The rest of the file is occupied by sectors. Sectors are fixed-size chunks of data. Their size is determined from the header described earlier, and also in a meta file if part of a region forest. Blocks are stored in those sectors. A block can span one or more sectors. The file is partitioned in this way to allow frequently writing blocks of variable size without having to often shift consecutive contents.

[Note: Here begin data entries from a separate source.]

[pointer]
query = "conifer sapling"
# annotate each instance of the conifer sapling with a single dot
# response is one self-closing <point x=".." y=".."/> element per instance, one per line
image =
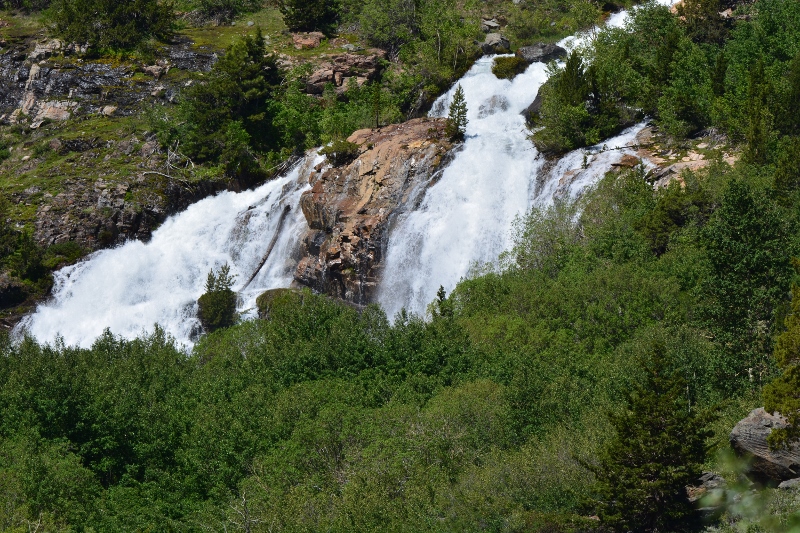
<point x="457" y="117"/>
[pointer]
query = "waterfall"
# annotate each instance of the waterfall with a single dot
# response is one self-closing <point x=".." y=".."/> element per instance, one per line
<point x="131" y="288"/>
<point x="465" y="219"/>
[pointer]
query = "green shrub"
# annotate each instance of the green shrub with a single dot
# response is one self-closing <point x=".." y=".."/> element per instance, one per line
<point x="658" y="450"/>
<point x="227" y="9"/>
<point x="309" y="15"/>
<point x="506" y="68"/>
<point x="217" y="307"/>
<point x="228" y="119"/>
<point x="340" y="152"/>
<point x="457" y="121"/>
<point x="113" y="24"/>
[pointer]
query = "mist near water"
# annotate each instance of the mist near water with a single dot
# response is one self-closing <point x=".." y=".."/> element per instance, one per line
<point x="131" y="288"/>
<point x="464" y="220"/>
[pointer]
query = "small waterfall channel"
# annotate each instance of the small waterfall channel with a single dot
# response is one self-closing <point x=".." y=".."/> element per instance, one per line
<point x="130" y="288"/>
<point x="464" y="220"/>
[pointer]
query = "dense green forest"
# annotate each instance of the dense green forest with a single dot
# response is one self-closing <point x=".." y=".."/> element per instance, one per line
<point x="631" y="323"/>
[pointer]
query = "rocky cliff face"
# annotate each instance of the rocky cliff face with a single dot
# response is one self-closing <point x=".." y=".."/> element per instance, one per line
<point x="350" y="209"/>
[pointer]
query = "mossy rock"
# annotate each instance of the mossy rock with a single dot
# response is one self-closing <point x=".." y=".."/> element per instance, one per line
<point x="268" y="299"/>
<point x="506" y="68"/>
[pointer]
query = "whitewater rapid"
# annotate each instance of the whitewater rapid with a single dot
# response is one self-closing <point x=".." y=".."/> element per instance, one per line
<point x="465" y="221"/>
<point x="131" y="288"/>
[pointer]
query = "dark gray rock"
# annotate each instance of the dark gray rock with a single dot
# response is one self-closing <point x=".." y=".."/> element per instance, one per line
<point x="792" y="484"/>
<point x="541" y="52"/>
<point x="765" y="466"/>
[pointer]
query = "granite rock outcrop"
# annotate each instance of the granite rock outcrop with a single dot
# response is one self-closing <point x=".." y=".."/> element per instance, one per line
<point x="350" y="209"/>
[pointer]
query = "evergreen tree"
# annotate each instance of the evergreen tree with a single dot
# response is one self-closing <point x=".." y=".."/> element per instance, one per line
<point x="114" y="24"/>
<point x="757" y="133"/>
<point x="217" y="307"/>
<point x="457" y="117"/>
<point x="658" y="449"/>
<point x="783" y="394"/>
<point x="748" y="253"/>
<point x="230" y="115"/>
<point x="309" y="15"/>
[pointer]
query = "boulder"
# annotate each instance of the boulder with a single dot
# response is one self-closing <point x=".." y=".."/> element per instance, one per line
<point x="541" y="52"/>
<point x="350" y="207"/>
<point x="765" y="466"/>
<point x="306" y="41"/>
<point x="495" y="43"/>
<point x="707" y="482"/>
<point x="341" y="68"/>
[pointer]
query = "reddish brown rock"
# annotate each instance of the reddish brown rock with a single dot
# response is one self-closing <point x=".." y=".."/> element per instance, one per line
<point x="350" y="209"/>
<point x="749" y="439"/>
<point x="341" y="68"/>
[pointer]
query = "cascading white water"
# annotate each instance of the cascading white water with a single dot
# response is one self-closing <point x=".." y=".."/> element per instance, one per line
<point x="130" y="288"/>
<point x="465" y="219"/>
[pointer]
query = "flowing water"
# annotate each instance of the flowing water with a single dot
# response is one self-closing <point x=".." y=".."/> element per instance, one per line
<point x="464" y="220"/>
<point x="130" y="288"/>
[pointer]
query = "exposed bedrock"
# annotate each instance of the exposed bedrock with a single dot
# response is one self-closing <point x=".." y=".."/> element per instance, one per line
<point x="350" y="209"/>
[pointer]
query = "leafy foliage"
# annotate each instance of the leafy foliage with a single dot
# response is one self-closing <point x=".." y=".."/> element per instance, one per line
<point x="658" y="450"/>
<point x="781" y="394"/>
<point x="309" y="15"/>
<point x="457" y="121"/>
<point x="217" y="306"/>
<point x="112" y="24"/>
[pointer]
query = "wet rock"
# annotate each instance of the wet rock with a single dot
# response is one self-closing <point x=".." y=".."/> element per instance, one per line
<point x="627" y="161"/>
<point x="541" y="52"/>
<point x="495" y="43"/>
<point x="493" y="105"/>
<point x="349" y="209"/>
<point x="56" y="111"/>
<point x="306" y="41"/>
<point x="489" y="26"/>
<point x="792" y="484"/>
<point x="341" y="68"/>
<point x="45" y="49"/>
<point x="707" y="482"/>
<point x="765" y="466"/>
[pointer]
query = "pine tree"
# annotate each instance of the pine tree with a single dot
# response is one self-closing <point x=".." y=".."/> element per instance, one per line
<point x="309" y="15"/>
<point x="457" y="117"/>
<point x="783" y="394"/>
<point x="658" y="449"/>
<point x="217" y="307"/>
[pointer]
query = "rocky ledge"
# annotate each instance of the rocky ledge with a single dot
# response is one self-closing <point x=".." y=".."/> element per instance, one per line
<point x="350" y="208"/>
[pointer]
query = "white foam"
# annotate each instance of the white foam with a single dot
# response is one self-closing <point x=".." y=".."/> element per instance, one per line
<point x="130" y="288"/>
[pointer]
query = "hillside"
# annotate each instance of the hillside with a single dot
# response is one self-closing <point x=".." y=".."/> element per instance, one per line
<point x="586" y="379"/>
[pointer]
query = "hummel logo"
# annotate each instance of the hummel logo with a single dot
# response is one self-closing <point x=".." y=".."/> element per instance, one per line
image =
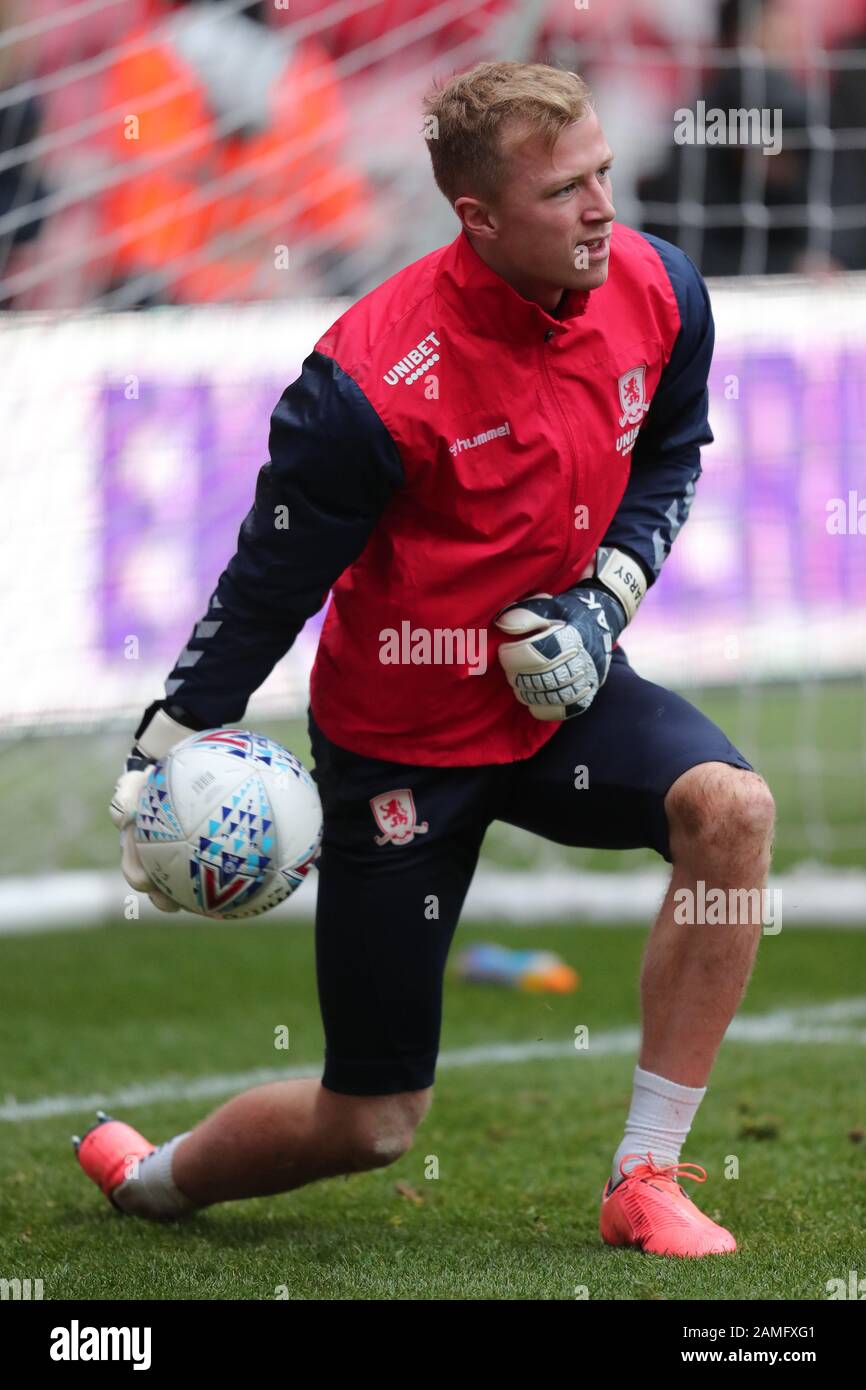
<point x="459" y="445"/>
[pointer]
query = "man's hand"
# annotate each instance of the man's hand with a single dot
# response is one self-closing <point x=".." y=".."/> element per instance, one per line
<point x="156" y="737"/>
<point x="565" y="641"/>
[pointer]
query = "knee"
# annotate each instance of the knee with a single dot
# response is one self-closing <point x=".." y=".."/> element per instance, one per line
<point x="717" y="806"/>
<point x="384" y="1126"/>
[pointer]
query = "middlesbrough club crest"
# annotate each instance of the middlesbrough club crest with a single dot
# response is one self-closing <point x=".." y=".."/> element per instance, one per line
<point x="396" y="818"/>
<point x="633" y="396"/>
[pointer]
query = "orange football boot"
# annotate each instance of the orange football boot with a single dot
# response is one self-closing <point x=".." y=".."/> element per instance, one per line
<point x="651" y="1212"/>
<point x="110" y="1151"/>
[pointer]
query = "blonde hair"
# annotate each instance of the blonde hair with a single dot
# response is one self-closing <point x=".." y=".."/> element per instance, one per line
<point x="470" y="117"/>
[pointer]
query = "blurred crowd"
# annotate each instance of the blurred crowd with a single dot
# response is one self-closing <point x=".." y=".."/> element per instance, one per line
<point x="188" y="152"/>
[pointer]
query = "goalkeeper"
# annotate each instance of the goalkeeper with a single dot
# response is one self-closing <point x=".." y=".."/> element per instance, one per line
<point x="501" y="441"/>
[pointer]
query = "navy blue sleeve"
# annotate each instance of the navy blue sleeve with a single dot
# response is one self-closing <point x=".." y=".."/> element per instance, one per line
<point x="332" y="469"/>
<point x="666" y="460"/>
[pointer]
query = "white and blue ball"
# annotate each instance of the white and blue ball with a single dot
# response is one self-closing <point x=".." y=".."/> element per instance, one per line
<point x="228" y="824"/>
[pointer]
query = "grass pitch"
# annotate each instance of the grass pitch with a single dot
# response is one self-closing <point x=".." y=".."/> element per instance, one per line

When we need to load a block, the address where block information starts will be the following:

header_size + first_sector_index * sector_size

Once we have the address of the block, the first 4 bytes at this address will contain the size of the written data. Note: those 4 bytes are included in the total block size when the number of occupied sectors is determined.

RegionBlockData
- buffer_size: uint32_t
- buffer

The obtained buffer can be read using the block format.

Block format

See Block format

Current Issues

Although this format is currently implemented and usable, it has known issues.

Endianness

Godot's encode_variant doesn't seem to care about endianness across architectures, so it's possible it becomes a problem in the future and gets changed to a custom format. The rest of this spec is not affected by this and assumes we use little-endian, however the implementation of block channels currently doesn't consider this either. This may be refined in a later iteration.

Versioning

The region format should be thought of a container for instances of the block format. The former has a version number, but the latter doesn't, which is hard to manage. We may introduce separate versionning, which will cause older saves to become incompatible.

User versionning may also be added as a third layer: if the game needs to replace some metadata with new ones, or swap voxel IDs around due to a change in the game, it is desirable to expose a hook to migrate old versions.